Wednesday, June 20, 2012

What's the Issue?

I have been ruminating over a thought since the school year ended. 

There has been lots of debate here in Texas over state testing, whether it's a good measure, whether it's too hard, whether the accountability is taking the joy out of learning and putting too much pressure on the kids.Curriculum and standards are changing nationally, and there are people who are questioning those as well.

My thought has been about how we are spending too much time debating the wrong things. There will always be people on both sides of the spectrum...there will always be disagreement.

We should, and I do, shift my attention to the thing we ALL agree on...we want the absolute BEST education for our child, we want them to come out of our classrooms armed with the ability to be successful in our world. RIGHT?

In my 20 years of teaching, I have been a part of enough presentations with teachers, grad students, and administrators. I hear a lot of buzzwords: "I want them to become life long learners," " to love learning," and "I am using best practices." 

But...I hear a lot of "I want to create," "I want to make my classroom," "I want the kids to understand..." I may be picking at language here, however, those statements are lacking. I don't doubt the sincerity and the good intentions, but those statements feed into the arguments above: that there is some sort of perfect "method" that works best, and it's our job to have that all in place in order for kids to learn.

I completely disagree. Our world is all but static, stable, and predictable. We need to be teaching kids to be flexible, to take on challenge, and to look at things as problem solvers. That's what's going to make them successful.

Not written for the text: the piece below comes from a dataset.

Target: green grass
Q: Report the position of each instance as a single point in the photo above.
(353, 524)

Intrinsic learners, capable of looking at any test, any piece of literature, any math problem, any science query...and THINKING. Not just searching for a set of steps they memorized to get through the task, but LEARNING through doing it. 

Behaving like learners means treating life like a puzzle without a box top to show you it's completed picture (which, in my life for sure, it is). When you are doing a puzzle, you know certain things...edges have straight sides, corner pieces look different, and each has a specific cut which matches somewhere. You are fully capable of figuring how it goes together. It just takes time and THOUGHT.

Those of you who know me know I have done a great deal of reading brain research and brain based teaching. It's amazing. The brain/body/emotion connection is huge. So are there ways that are better to teach? Yes.

Do I sound contradictory? But ways/materials/strategies (for lack of a better word, stuff) is merely that. It's more that what you do with it...it's YOU. 

How many of you have ever heard your kids tell you they had fun learning on the computer? Think about the words they use to tell you and their emotional attachment. OK, now think about your kids talking about a favorite teacher - things they said/did - and how long they remembered them...Yes, there is a distinct difference.

Here's another example of what I mean. I have always taught reading from literature. From books. Not a textbook. Textbooks have come a long way in including good literature, and there is nothing inherently wrong with them. But think...did you prefer reading your college textbooks, articles, or  trade books that discussed the same subject matter? Think about the way in which you approached each of those types of reading. Which is the most motivating? Think as your child...which would give you the impression that reading is a task...reading is for fun...reading is part of life? 

Teaching has definitely grown in this area. Teachers are using book sets more than ever. However, I don't want to make the issue about the kind of material, the structure of the classroom, or the routines. Again, those are so very important to making the environment prime for learning, BUT...and here's what I want the focus to be...the PEOPLE factor is the key.  The approach is not "You need to learn to read" but "you ARE a reader."

Add RELATING and CONNECTING to kids with respect, admiration, and high expectation - they will TRUST. With trust in me, I can teach them to be trusting of THEMSELVES. I can show them, through whatever content, that they are capable beyond their wildest imagination. They have things INSIDE that are not only worthy of sharing and developing...it's ESSENTIAL to the world that they do.

That's how they develop the sense that they matter. That learning matters, because they get to think. 

That is what is going to take away the issue of what the test looks like, what the standards look like...because teaching will have shifted the focus to teaching kids the one important thing...that THEY ARE THINKERS.